WP SportoweFakty / Na zdjęciu: piłkarze Jagiellonii Białystok

Liczby mówią wszystko. Oto największy problem Jagiellonii Białystok

Kuba Cimoszko

Jagiellonia Białystok ma spory problem ze stałymi fragmentami gry w obecnym sezonie. Liczby dobitnie pokazują, że kłopoty są w obronie i ataku. Trener Ireneusz Mamrot ma pomysł na ich rozwiązanie.

11 meczów, 44 rzuty rożne i tylko dwie bramki. Żadnego trafienia po rzucie wolnym lub karnym. Nie trudno zauważyć, że stałe fragmenty gry nie należą do mocnych stron Jagiellonii Białystok w obecnym sezonie. - To niewątpliwie jest nasz mankament - przyznał trener Ireneusz Mamrot podczas konferencji prasowej po meczu z Radomiakiem (1:1).

Rzut oka na dokładniejsze statystyki jeszcze mocniej obnaża problem zespołu z Podlasia. Z liczb dostępnych na platformie EkstraStats łatwo możemy wywnioskować, że nie ma w tej chwili gorszej drużyny w PKO Ekstraklasie jeżeli chodzi o gole strzelone po SFG. W przypadku straconych w podobny sposób (7) słabsze jest tylko KGHM Zagłębie Lubin.

Zauważalne, że problem Jagiellonii ze stałymi fragmentami gry nie jest nowy. W poprzednim sezonie zespół również był jednym z najgorszych w Ekstraklasie jeśli chodzi o zdobycze i zarazem jednym z najsłabszych pod względem strat bramek w taki sposób. Odpowiednio było ich 12 i 22. 

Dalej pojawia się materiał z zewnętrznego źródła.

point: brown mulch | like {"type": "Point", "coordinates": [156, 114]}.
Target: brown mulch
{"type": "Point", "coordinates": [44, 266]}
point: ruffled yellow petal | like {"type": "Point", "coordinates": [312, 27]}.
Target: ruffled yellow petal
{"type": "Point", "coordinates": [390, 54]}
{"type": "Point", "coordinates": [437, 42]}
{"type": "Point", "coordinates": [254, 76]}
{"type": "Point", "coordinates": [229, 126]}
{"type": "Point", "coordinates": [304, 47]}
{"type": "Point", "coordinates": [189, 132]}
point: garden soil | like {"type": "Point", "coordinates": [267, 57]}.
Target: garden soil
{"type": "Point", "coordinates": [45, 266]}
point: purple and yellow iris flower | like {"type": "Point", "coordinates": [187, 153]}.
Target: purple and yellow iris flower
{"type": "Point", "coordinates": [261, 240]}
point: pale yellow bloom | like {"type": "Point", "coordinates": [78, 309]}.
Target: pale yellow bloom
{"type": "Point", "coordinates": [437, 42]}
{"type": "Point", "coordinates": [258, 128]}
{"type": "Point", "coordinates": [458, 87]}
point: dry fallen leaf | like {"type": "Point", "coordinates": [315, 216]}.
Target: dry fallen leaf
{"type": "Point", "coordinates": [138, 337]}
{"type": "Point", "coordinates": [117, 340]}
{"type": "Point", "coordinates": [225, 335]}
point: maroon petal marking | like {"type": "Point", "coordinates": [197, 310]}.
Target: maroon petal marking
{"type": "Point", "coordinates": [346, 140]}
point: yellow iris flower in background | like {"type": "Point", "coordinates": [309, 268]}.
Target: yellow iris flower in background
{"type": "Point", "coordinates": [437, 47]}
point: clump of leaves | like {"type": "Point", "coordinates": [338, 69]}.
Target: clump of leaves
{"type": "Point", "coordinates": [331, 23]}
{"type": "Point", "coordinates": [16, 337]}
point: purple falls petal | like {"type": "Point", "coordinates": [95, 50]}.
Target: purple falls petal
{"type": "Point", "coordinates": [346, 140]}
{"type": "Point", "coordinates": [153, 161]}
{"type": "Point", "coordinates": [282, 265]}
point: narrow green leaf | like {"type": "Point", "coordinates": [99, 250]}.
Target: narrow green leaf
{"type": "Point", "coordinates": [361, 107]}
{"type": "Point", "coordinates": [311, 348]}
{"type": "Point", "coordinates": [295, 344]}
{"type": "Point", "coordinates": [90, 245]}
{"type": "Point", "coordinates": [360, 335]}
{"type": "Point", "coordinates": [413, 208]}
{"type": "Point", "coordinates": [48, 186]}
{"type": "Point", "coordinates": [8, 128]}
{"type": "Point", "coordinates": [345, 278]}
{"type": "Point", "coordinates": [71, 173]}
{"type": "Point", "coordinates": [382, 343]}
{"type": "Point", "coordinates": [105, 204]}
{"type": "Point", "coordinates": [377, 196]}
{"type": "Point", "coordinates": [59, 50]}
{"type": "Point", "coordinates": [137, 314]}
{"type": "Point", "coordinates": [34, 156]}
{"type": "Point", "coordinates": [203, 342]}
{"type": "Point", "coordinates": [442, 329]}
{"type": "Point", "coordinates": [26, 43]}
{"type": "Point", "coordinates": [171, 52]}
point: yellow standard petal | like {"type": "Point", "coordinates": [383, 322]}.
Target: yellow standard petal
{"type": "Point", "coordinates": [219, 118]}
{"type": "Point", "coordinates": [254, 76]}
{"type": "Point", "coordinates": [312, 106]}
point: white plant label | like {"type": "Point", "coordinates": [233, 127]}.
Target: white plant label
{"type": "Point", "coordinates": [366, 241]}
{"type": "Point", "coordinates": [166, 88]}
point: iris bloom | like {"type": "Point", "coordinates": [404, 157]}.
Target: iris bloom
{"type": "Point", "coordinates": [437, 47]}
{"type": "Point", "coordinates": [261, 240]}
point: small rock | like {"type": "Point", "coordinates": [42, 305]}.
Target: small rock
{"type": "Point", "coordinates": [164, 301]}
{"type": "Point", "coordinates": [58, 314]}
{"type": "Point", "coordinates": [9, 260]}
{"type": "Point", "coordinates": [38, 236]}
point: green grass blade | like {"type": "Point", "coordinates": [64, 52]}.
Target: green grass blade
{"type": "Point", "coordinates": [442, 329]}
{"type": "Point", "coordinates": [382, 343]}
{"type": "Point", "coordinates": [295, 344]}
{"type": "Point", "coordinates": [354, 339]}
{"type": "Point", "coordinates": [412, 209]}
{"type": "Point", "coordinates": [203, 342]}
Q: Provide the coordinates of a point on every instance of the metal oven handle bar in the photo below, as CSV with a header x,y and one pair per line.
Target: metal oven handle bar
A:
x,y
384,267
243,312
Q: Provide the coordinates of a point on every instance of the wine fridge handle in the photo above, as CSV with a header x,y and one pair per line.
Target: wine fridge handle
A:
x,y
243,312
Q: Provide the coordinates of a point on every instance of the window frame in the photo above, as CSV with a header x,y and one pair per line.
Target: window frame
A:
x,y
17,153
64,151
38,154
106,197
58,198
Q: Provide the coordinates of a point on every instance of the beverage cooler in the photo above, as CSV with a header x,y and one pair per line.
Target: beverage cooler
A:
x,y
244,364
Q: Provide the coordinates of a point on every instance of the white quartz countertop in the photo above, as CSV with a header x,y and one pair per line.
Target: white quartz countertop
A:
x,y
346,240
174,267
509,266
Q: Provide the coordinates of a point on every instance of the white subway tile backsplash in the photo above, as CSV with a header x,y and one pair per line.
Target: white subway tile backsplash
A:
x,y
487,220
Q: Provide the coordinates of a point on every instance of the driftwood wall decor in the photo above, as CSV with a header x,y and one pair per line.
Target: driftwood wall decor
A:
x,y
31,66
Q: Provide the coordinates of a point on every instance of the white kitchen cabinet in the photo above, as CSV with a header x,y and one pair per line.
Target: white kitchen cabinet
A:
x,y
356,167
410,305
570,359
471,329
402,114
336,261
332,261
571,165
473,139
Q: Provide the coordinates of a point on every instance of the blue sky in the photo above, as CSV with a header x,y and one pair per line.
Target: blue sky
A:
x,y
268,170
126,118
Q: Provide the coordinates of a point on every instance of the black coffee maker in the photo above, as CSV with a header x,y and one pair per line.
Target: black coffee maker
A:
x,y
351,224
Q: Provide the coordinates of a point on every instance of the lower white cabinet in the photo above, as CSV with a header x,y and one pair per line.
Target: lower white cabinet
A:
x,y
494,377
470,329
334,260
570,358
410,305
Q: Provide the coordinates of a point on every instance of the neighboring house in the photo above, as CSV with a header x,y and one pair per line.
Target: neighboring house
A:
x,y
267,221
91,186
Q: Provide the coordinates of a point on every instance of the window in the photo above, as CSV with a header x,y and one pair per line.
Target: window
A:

ZOBACZ WIDEO: #dziejesiewsporcie: Oryginalna akcja zespołu Piotra Zielińskiego
 

Trener Mamrot zdaje sobie sprawę, że problem Jagiellonii ze stałymi fragmentami gry wymaga natychmiastowej poprawy. Podczas ostatniej konferencji prasowej zauważył, że jest to kłopot jaki można rozwiązać w zespole najszybciej. Zresztą nie sposób nie zauważyć, że pod względem obrony jest lepiej niż kilka kolejek temu. W ostatnich meczach piłkarze bronili pewniej i nie dopuszczali do dużego zagrożenia pod swoją bramką. Wyjątkiem był rzut karny w spotkaniu z Radomiakiem, który jednak spowodowany był dość pechowym zagraniem ręką.

Inaczej sytuacja wygląda przy SFG w ataku białostoczan. Mimo posiadania zawodników tak dobrze grających głową jak Taras Romanczuk, Israel Puerto, Bogdan TiruBłażej Augustyn czy Bartosz Kwiecień zagrożenia w polu karnym przeciwników jest stosunkowo niewiele. Być może rozwiązaniem okaże się tu jednak zmiana wykonawcy rzutów rożnych i wolnych, których role przez ostatnie 1,5 roku zazwyczaj pełnili Martin Pospisil i Bartłomiej Wdowik. - Nie ukrywam, że liczę tutaj również na Michała Nalepę. On może być ważną postacią w tym elemencie - zasugerował 50-letni szkoleniowiec.

- Z Michałem pracowałem w Arce Gdynia i wiem ile miał asyst w Ekstraklasie. Nie możemy jednak myśleć tylko o nim. Problemem jest jakość dośrodkowań i na tym musimy się skupić. W drugiej połowie tego ostatniego meczu było już jednak widać jakieś symptomy, 2-3 razy zrobiło się groźnie. Na gorąco to czasem ucieka - dodał Mamrot.

W najbliższym meczu Jagiellonia zagra na wyjeździe z Pogonią Szczecin. Spotkanie zaplanowano na sobotę 23 października o godz. 17:30, a transmitować je będą stacje Canal+ Sport i TVP Sport.